Kişinin sağlıklı bir fert olarak yetişebilmesi için gereken temel ölçütlerin, eğitimsizlik ve zorlu ekonomik koşullar nedeniyle sekteye uğradığı toplumlarda, çoğu zaman fark etmeseler de insanların eksikliğini duyduğu şeylerin başında mahremiyet alanlarını inşa edememeleri geliyor. Amerikalı antropolog Edward Twitchell Hall'in çerçevesini çizdiği 'kişisel alanlar teorisi'nin (proksemiks) en gerideki halkası olan ve ancak en yakınlarımızın girebileceği özel alan, yaşadığımız toplumda ne yazık ki sadece cinsellikle bağdaştırılmıştır. Kişisel alan, sosyal alan ve kamu alanı gibi çeşitli katmanlara ayrılarak genişleyen kişisel alanlar teorisi, Hall'in 1960'lı yıllarda yaptığı araştırmalardan hareketle ortaya çıkmış, dolayısıyla teorik çerçevesi internetin olmadığı, teknolojik imkânların günümüz koşullarına göre çok daha kısıtlı olduğu bir dönemde çizilmiştir.

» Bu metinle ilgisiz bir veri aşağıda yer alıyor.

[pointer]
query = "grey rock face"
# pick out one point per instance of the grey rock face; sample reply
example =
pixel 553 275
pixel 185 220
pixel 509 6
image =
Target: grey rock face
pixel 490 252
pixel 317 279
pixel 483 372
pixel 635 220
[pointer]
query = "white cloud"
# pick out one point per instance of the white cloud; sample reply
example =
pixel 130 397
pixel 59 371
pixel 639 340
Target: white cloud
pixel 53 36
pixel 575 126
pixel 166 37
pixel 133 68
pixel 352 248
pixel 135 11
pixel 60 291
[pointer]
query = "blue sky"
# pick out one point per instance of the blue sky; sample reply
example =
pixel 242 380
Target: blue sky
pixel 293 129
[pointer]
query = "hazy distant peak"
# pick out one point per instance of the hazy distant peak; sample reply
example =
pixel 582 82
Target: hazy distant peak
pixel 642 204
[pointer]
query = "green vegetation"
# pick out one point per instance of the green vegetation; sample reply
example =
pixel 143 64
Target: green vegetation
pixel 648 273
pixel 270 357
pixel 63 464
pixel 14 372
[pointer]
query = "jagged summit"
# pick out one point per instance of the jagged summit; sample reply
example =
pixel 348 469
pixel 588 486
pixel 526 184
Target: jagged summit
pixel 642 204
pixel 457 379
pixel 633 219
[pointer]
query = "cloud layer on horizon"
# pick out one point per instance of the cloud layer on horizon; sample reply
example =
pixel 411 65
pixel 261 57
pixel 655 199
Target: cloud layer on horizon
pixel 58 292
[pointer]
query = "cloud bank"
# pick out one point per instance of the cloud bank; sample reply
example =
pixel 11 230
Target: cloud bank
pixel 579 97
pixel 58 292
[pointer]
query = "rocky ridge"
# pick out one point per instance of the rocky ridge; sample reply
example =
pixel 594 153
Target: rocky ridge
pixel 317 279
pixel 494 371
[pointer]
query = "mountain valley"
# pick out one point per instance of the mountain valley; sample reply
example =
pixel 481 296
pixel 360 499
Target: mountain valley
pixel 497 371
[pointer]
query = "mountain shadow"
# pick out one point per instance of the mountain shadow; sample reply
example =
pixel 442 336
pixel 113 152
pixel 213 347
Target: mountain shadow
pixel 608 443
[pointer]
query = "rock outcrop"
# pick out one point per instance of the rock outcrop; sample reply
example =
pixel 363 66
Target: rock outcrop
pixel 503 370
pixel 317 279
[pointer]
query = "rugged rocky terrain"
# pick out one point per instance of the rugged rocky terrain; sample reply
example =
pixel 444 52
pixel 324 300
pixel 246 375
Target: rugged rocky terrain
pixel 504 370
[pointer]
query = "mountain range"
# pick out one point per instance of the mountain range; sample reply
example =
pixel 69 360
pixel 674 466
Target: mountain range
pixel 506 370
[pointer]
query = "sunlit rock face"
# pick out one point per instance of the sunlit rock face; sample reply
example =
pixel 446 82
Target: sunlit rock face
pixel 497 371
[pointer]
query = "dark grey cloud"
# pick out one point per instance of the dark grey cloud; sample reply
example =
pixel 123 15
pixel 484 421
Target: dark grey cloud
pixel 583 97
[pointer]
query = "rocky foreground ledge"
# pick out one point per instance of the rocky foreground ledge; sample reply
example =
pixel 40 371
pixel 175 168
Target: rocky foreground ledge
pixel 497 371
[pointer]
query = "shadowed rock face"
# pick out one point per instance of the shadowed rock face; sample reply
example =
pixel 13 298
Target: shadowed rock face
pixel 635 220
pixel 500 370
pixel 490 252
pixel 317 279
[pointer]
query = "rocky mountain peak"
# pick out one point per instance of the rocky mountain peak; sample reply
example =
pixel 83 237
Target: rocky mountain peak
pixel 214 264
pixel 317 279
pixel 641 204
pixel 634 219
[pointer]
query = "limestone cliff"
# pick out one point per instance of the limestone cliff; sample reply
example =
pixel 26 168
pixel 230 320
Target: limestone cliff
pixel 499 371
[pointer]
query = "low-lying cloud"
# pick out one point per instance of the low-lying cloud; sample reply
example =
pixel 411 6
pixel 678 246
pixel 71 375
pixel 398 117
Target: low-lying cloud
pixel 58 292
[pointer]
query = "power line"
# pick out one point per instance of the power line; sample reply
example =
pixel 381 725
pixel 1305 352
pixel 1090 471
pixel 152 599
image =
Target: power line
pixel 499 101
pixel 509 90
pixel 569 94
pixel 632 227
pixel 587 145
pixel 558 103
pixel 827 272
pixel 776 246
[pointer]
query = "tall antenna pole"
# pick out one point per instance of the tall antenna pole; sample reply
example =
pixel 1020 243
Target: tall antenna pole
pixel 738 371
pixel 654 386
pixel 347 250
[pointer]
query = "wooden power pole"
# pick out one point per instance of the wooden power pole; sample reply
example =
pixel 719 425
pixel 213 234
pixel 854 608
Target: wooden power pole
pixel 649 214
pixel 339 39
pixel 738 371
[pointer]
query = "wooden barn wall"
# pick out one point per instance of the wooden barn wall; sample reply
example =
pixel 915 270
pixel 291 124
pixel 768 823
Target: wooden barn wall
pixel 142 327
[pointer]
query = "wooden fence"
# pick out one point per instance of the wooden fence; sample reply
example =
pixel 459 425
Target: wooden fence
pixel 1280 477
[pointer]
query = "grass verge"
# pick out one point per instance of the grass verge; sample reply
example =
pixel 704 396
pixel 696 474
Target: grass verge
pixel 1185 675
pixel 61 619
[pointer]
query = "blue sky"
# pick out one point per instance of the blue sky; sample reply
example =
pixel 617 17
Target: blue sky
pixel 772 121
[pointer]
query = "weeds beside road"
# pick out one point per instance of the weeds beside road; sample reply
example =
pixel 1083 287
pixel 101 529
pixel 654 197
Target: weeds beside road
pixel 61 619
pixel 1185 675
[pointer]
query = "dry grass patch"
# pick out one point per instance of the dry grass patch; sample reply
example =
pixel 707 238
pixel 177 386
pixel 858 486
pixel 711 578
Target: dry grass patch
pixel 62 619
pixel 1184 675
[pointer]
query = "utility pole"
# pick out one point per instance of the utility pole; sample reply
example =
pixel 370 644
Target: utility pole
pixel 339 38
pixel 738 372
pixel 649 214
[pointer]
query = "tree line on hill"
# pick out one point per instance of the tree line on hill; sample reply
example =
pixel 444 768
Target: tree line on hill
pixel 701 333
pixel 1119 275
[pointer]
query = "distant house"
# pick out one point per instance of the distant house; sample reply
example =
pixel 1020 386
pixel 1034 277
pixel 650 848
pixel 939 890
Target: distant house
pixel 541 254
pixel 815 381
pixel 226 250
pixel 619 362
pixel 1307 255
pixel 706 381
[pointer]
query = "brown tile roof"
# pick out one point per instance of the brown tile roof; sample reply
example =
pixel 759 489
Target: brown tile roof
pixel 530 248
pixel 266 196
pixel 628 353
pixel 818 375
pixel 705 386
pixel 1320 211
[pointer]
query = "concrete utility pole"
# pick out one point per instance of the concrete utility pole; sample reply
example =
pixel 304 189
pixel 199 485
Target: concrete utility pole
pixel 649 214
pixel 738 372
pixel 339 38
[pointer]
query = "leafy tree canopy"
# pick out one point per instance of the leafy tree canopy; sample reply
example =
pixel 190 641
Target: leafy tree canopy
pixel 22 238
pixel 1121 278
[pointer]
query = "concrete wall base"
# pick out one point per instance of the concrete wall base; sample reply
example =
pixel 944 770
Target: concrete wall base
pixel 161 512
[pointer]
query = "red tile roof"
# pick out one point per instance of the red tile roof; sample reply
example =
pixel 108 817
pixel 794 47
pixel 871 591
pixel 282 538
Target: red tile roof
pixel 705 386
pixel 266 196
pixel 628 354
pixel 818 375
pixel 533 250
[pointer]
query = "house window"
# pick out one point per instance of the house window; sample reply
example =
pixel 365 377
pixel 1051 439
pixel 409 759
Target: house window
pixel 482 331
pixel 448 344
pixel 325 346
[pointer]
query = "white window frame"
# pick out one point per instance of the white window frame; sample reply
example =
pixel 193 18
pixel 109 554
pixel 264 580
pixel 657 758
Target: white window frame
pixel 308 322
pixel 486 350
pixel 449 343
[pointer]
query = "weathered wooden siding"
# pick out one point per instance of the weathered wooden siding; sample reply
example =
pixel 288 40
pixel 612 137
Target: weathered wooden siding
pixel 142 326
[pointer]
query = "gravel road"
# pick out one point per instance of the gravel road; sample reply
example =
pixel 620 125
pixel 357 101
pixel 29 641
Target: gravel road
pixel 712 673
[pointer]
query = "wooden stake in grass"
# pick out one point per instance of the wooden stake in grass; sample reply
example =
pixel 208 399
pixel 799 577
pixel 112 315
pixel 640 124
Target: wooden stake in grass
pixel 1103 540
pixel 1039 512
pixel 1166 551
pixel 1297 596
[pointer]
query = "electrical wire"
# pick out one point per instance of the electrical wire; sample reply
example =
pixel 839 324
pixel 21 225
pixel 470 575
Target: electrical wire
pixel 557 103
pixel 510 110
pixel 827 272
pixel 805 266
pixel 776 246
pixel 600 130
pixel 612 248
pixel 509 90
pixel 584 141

Yaşadığımız toplumda mahremiyet alanının ekseriyetle sağlıklı biçimde inşa edilemediği yönündeki yargı, büyük çoğunluğu İslam dinine mensup olan toplumumuz için biraz iddialı, dahası şaşırtıcı gelebilir. Yukarıda da belirtildiği üzere daha ziyade cinsellikle bağdaştırılan özel alan, toplumdaki genel ahlak anlayışını yansıtan 'namus' kavramı üzerine kurulmuş ve buna göre şekil almıştır. Bu anlamda özel alan, fiziksel açıdan kimlerle yakın temas kurabileceğimizi, evimize kimleri kabul edeceğimizi veya yaşadığımız ortama ilişkin bazı unsurları dış dünyaya aktarırken, özellikle cinselliğe işaret edebilecek.
öğelerden nasıl ve ne kadar arındıracağımızı belirlediğimiz bir tür filtrelenmiş alan olarak da görülebilir. Hall'in 45-50 cm olarak belirlediği özel alanı da kapsayan mahremiyet, ne var ki 1990'lı yıllardan itibaren insanların sınırlarını çizmekte giderek zorlandıkları bir alan haline gelmiştir. Şüphesiz bunda başrol, bilgisayarların hayatımıza girmesi ve internetin yaygınlaşmasıyla yeni bir çağın başlamış olmasıdır.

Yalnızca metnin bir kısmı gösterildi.